Über 1.500 Anleger wurden in 2007 gezielt befragt und nur rund 42 Prozent aller Befragten achten wirklich auf den so genannten Ausgabeaufschlag. Immerhin ist die Zahl der umsichtigen und kostenbewussten Anleger damit gestiegen. Gebühren, die vielleicht sogar nur im Kleingedruckten erwähnt werden, interessieren noch viel weniger die Anleger, aber auch hier zeigt der Trend eher nach oben. Dabei kann man mit dem nötigen Fachwissen nicht nur viel Geld einsparen, sondern zusätzlich zu den ausgenutzten Sparpotenzialen auch noch die wirklich lukrativen Fonds bedienen. Günstig einkaufen und extrem hohe Gewinne raus ziehen lautet die Devise, übrigens nicht nur bei Fonds.

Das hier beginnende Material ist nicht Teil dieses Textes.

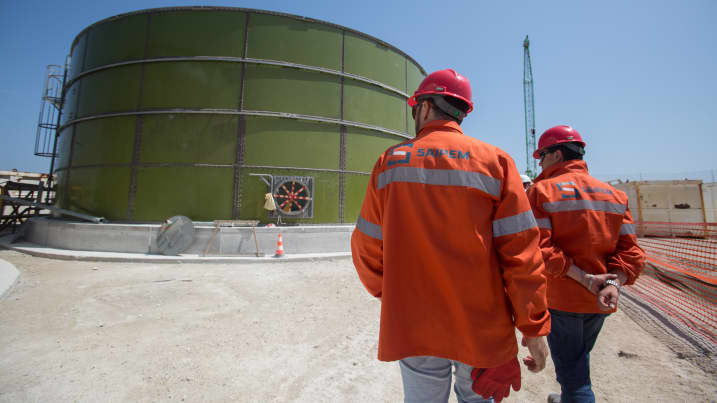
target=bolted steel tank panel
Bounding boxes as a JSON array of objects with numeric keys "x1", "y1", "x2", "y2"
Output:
[{"x1": 55, "y1": 7, "x2": 425, "y2": 223}]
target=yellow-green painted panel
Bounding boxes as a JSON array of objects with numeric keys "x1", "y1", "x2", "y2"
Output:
[
  {"x1": 140, "y1": 114, "x2": 239, "y2": 164},
  {"x1": 147, "y1": 10, "x2": 246, "y2": 58},
  {"x1": 244, "y1": 64, "x2": 341, "y2": 118},
  {"x1": 72, "y1": 116, "x2": 137, "y2": 167},
  {"x1": 344, "y1": 174, "x2": 371, "y2": 223},
  {"x1": 142, "y1": 62, "x2": 242, "y2": 109},
  {"x1": 67, "y1": 32, "x2": 87, "y2": 80},
  {"x1": 346, "y1": 127, "x2": 405, "y2": 173},
  {"x1": 75, "y1": 65, "x2": 140, "y2": 117},
  {"x1": 344, "y1": 79, "x2": 406, "y2": 133},
  {"x1": 248, "y1": 14, "x2": 341, "y2": 70},
  {"x1": 84, "y1": 14, "x2": 149, "y2": 70},
  {"x1": 55, "y1": 169, "x2": 69, "y2": 209},
  {"x1": 344, "y1": 32, "x2": 406, "y2": 92},
  {"x1": 60, "y1": 81, "x2": 80, "y2": 125},
  {"x1": 133, "y1": 167, "x2": 234, "y2": 221},
  {"x1": 244, "y1": 117, "x2": 341, "y2": 169},
  {"x1": 55, "y1": 126, "x2": 74, "y2": 169},
  {"x1": 68, "y1": 167, "x2": 130, "y2": 220}
]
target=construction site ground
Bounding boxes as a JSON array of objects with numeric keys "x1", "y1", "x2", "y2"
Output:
[{"x1": 0, "y1": 250, "x2": 717, "y2": 402}]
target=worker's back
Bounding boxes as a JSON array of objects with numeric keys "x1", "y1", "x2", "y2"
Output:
[{"x1": 352, "y1": 121, "x2": 544, "y2": 367}]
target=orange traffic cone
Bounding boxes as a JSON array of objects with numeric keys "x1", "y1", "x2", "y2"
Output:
[{"x1": 274, "y1": 234, "x2": 284, "y2": 257}]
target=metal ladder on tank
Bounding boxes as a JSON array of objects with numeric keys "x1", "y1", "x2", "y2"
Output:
[{"x1": 35, "y1": 55, "x2": 70, "y2": 195}]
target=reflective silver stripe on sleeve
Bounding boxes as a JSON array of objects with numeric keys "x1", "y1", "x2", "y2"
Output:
[
  {"x1": 543, "y1": 200, "x2": 627, "y2": 214},
  {"x1": 378, "y1": 167, "x2": 500, "y2": 197},
  {"x1": 493, "y1": 211, "x2": 536, "y2": 237},
  {"x1": 535, "y1": 218, "x2": 553, "y2": 230},
  {"x1": 620, "y1": 224, "x2": 635, "y2": 235},
  {"x1": 356, "y1": 216, "x2": 383, "y2": 241}
]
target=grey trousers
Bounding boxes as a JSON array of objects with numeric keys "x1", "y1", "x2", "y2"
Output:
[{"x1": 399, "y1": 356, "x2": 493, "y2": 403}]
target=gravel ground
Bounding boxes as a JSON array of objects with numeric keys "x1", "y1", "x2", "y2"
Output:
[{"x1": 0, "y1": 250, "x2": 717, "y2": 402}]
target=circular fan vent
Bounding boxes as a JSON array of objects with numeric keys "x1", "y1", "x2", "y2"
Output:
[{"x1": 274, "y1": 179, "x2": 312, "y2": 216}]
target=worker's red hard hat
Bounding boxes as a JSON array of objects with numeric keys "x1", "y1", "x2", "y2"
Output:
[
  {"x1": 533, "y1": 126, "x2": 585, "y2": 160},
  {"x1": 408, "y1": 69, "x2": 473, "y2": 114}
]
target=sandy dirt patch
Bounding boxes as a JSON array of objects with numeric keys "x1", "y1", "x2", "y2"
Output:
[{"x1": 0, "y1": 250, "x2": 717, "y2": 402}]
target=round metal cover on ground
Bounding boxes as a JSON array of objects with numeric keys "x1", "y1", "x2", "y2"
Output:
[{"x1": 157, "y1": 215, "x2": 194, "y2": 256}]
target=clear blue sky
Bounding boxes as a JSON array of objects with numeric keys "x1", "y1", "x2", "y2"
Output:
[{"x1": 0, "y1": 0, "x2": 717, "y2": 181}]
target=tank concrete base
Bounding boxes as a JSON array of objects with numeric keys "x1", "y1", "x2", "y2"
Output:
[
  {"x1": 13, "y1": 218, "x2": 354, "y2": 261},
  {"x1": 0, "y1": 259, "x2": 20, "y2": 298}
]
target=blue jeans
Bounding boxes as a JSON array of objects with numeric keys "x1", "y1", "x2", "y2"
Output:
[
  {"x1": 398, "y1": 356, "x2": 493, "y2": 403},
  {"x1": 548, "y1": 309, "x2": 607, "y2": 403}
]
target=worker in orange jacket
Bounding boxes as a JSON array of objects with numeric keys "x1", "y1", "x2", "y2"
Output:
[
  {"x1": 351, "y1": 69, "x2": 550, "y2": 402},
  {"x1": 528, "y1": 126, "x2": 645, "y2": 402}
]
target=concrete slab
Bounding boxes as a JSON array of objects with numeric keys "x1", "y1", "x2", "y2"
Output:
[
  {"x1": 25, "y1": 217, "x2": 354, "y2": 256},
  {"x1": 0, "y1": 259, "x2": 20, "y2": 298},
  {"x1": 0, "y1": 235, "x2": 351, "y2": 263}
]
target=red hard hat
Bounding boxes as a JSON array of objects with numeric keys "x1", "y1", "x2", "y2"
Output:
[
  {"x1": 407, "y1": 69, "x2": 473, "y2": 114},
  {"x1": 533, "y1": 126, "x2": 585, "y2": 160}
]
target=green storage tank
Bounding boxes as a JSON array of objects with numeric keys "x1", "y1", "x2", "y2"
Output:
[{"x1": 55, "y1": 7, "x2": 425, "y2": 223}]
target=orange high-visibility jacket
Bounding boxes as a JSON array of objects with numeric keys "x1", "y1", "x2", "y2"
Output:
[
  {"x1": 351, "y1": 121, "x2": 550, "y2": 368},
  {"x1": 528, "y1": 160, "x2": 645, "y2": 313}
]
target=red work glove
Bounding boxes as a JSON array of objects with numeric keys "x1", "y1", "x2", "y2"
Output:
[{"x1": 471, "y1": 357, "x2": 520, "y2": 403}]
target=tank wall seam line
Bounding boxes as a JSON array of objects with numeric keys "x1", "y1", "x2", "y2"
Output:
[
  {"x1": 53, "y1": 162, "x2": 371, "y2": 175},
  {"x1": 338, "y1": 30, "x2": 346, "y2": 222},
  {"x1": 67, "y1": 56, "x2": 408, "y2": 98},
  {"x1": 70, "y1": 6, "x2": 426, "y2": 74},
  {"x1": 403, "y1": 59, "x2": 411, "y2": 133},
  {"x1": 60, "y1": 109, "x2": 413, "y2": 140},
  {"x1": 127, "y1": 13, "x2": 152, "y2": 220},
  {"x1": 63, "y1": 24, "x2": 93, "y2": 209},
  {"x1": 232, "y1": 12, "x2": 251, "y2": 220}
]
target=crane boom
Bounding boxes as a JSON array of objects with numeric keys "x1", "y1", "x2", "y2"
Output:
[{"x1": 523, "y1": 35, "x2": 538, "y2": 179}]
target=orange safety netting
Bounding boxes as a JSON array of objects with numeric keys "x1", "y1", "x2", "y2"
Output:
[{"x1": 625, "y1": 222, "x2": 717, "y2": 354}]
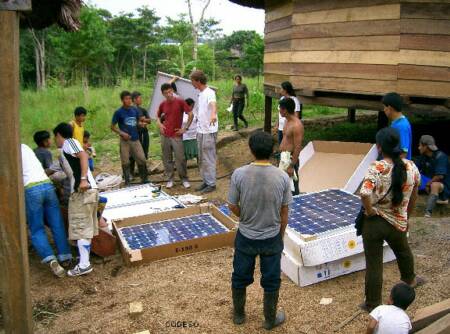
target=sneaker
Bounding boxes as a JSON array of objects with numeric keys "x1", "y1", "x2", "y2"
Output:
[
  {"x1": 49, "y1": 260, "x2": 66, "y2": 277},
  {"x1": 67, "y1": 264, "x2": 94, "y2": 277},
  {"x1": 201, "y1": 186, "x2": 216, "y2": 194},
  {"x1": 195, "y1": 183, "x2": 208, "y2": 191}
]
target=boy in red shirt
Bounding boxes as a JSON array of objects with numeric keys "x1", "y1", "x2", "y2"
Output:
[{"x1": 157, "y1": 83, "x2": 194, "y2": 188}]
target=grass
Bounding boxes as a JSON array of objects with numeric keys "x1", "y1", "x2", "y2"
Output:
[{"x1": 20, "y1": 78, "x2": 345, "y2": 161}]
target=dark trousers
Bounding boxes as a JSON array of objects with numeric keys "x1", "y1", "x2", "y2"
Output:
[
  {"x1": 231, "y1": 230, "x2": 283, "y2": 292},
  {"x1": 130, "y1": 129, "x2": 150, "y2": 173},
  {"x1": 233, "y1": 99, "x2": 247, "y2": 128},
  {"x1": 362, "y1": 216, "x2": 416, "y2": 307}
]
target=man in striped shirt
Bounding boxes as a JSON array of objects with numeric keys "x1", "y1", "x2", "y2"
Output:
[{"x1": 53, "y1": 123, "x2": 98, "y2": 276}]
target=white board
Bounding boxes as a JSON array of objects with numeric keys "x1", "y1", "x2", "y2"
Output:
[
  {"x1": 148, "y1": 72, "x2": 199, "y2": 119},
  {"x1": 148, "y1": 72, "x2": 217, "y2": 119}
]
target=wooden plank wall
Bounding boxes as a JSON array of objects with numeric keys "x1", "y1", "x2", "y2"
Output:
[{"x1": 264, "y1": 0, "x2": 450, "y2": 98}]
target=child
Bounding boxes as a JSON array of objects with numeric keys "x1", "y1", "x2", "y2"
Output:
[
  {"x1": 33, "y1": 130, "x2": 53, "y2": 175},
  {"x1": 83, "y1": 130, "x2": 97, "y2": 172},
  {"x1": 366, "y1": 282, "x2": 416, "y2": 334},
  {"x1": 69, "y1": 107, "x2": 87, "y2": 144},
  {"x1": 181, "y1": 98, "x2": 198, "y2": 161},
  {"x1": 53, "y1": 123, "x2": 98, "y2": 276}
]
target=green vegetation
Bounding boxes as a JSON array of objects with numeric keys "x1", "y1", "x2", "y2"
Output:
[{"x1": 20, "y1": 78, "x2": 348, "y2": 161}]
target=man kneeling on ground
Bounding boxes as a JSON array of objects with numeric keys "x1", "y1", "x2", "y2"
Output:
[
  {"x1": 228, "y1": 132, "x2": 292, "y2": 329},
  {"x1": 53, "y1": 123, "x2": 98, "y2": 276},
  {"x1": 416, "y1": 135, "x2": 450, "y2": 217}
]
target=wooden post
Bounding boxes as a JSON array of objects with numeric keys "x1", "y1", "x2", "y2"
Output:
[
  {"x1": 264, "y1": 95, "x2": 272, "y2": 133},
  {"x1": 347, "y1": 108, "x2": 356, "y2": 123},
  {"x1": 0, "y1": 7, "x2": 33, "y2": 334}
]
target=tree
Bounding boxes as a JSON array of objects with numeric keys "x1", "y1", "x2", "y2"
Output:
[{"x1": 186, "y1": 0, "x2": 211, "y2": 67}]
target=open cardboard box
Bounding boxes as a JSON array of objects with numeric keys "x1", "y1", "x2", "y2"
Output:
[
  {"x1": 281, "y1": 246, "x2": 395, "y2": 287},
  {"x1": 112, "y1": 205, "x2": 237, "y2": 265},
  {"x1": 299, "y1": 141, "x2": 378, "y2": 193}
]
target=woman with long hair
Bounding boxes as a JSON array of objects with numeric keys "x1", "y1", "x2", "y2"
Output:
[
  {"x1": 231, "y1": 74, "x2": 248, "y2": 131},
  {"x1": 360, "y1": 128, "x2": 424, "y2": 311},
  {"x1": 275, "y1": 81, "x2": 302, "y2": 144}
]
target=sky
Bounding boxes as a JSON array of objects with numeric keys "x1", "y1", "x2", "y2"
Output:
[{"x1": 86, "y1": 0, "x2": 264, "y2": 35}]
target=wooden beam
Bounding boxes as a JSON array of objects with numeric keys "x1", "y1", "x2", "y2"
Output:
[
  {"x1": 264, "y1": 95, "x2": 272, "y2": 133},
  {"x1": 411, "y1": 299, "x2": 450, "y2": 333},
  {"x1": 0, "y1": 11, "x2": 33, "y2": 334},
  {"x1": 347, "y1": 108, "x2": 356, "y2": 123}
]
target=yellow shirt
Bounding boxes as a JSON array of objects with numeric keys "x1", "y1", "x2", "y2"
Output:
[{"x1": 70, "y1": 121, "x2": 84, "y2": 145}]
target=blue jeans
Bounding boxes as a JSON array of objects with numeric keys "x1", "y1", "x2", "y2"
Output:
[
  {"x1": 231, "y1": 230, "x2": 283, "y2": 292},
  {"x1": 25, "y1": 183, "x2": 72, "y2": 263}
]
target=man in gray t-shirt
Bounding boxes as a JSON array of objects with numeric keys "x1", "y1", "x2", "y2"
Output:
[{"x1": 228, "y1": 132, "x2": 292, "y2": 329}]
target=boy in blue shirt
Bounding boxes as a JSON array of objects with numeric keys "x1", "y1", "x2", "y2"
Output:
[
  {"x1": 111, "y1": 91, "x2": 148, "y2": 185},
  {"x1": 382, "y1": 93, "x2": 412, "y2": 160},
  {"x1": 416, "y1": 135, "x2": 450, "y2": 218}
]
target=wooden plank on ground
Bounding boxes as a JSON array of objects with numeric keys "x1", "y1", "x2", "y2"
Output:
[
  {"x1": 265, "y1": 1, "x2": 293, "y2": 23},
  {"x1": 400, "y1": 3, "x2": 450, "y2": 20},
  {"x1": 290, "y1": 75, "x2": 397, "y2": 94},
  {"x1": 292, "y1": 20, "x2": 400, "y2": 38},
  {"x1": 397, "y1": 79, "x2": 450, "y2": 99},
  {"x1": 417, "y1": 314, "x2": 450, "y2": 334},
  {"x1": 0, "y1": 11, "x2": 33, "y2": 334},
  {"x1": 292, "y1": 3, "x2": 400, "y2": 25},
  {"x1": 264, "y1": 63, "x2": 397, "y2": 80},
  {"x1": 264, "y1": 15, "x2": 292, "y2": 33},
  {"x1": 412, "y1": 298, "x2": 450, "y2": 333},
  {"x1": 400, "y1": 19, "x2": 450, "y2": 35},
  {"x1": 398, "y1": 64, "x2": 450, "y2": 81},
  {"x1": 400, "y1": 34, "x2": 450, "y2": 51},
  {"x1": 292, "y1": 35, "x2": 400, "y2": 51}
]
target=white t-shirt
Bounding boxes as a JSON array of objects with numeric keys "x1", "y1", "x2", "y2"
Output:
[
  {"x1": 370, "y1": 305, "x2": 412, "y2": 334},
  {"x1": 21, "y1": 144, "x2": 50, "y2": 187},
  {"x1": 278, "y1": 96, "x2": 300, "y2": 131},
  {"x1": 183, "y1": 113, "x2": 197, "y2": 140},
  {"x1": 61, "y1": 138, "x2": 97, "y2": 192},
  {"x1": 196, "y1": 87, "x2": 219, "y2": 134}
]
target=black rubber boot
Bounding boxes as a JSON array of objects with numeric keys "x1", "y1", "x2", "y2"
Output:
[
  {"x1": 263, "y1": 290, "x2": 286, "y2": 330},
  {"x1": 122, "y1": 165, "x2": 130, "y2": 186},
  {"x1": 231, "y1": 288, "x2": 246, "y2": 325},
  {"x1": 138, "y1": 165, "x2": 148, "y2": 184}
]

Die Informationen darüber, wie und wo man Fonds kaufen kann, sind bei vielen noch nicht angekommen. Nicht immer muss es über eine Bank abgewickelt werden, denn Fonds werden auch an der Börse direkt gehandelt. Zwischenhändler unnötig und minimierter Verwaltungsaufwand. Noch halten sich beliebte Produkte wie Aktienfonds und Rentenfonds. Wesentlich lukrativer sind die so genannten ETFs, also Exchange Traded Fonds, aber weniger als 20 Prozent der Anleger kennen ETFs überhaupt. Während die Untersuchung in Sachen Kostenbewusstsein einen Aufwärtstrend verbuchen konnte, erbrachte die abgefragte Produktkenntnis einen absoluten Minusrekord.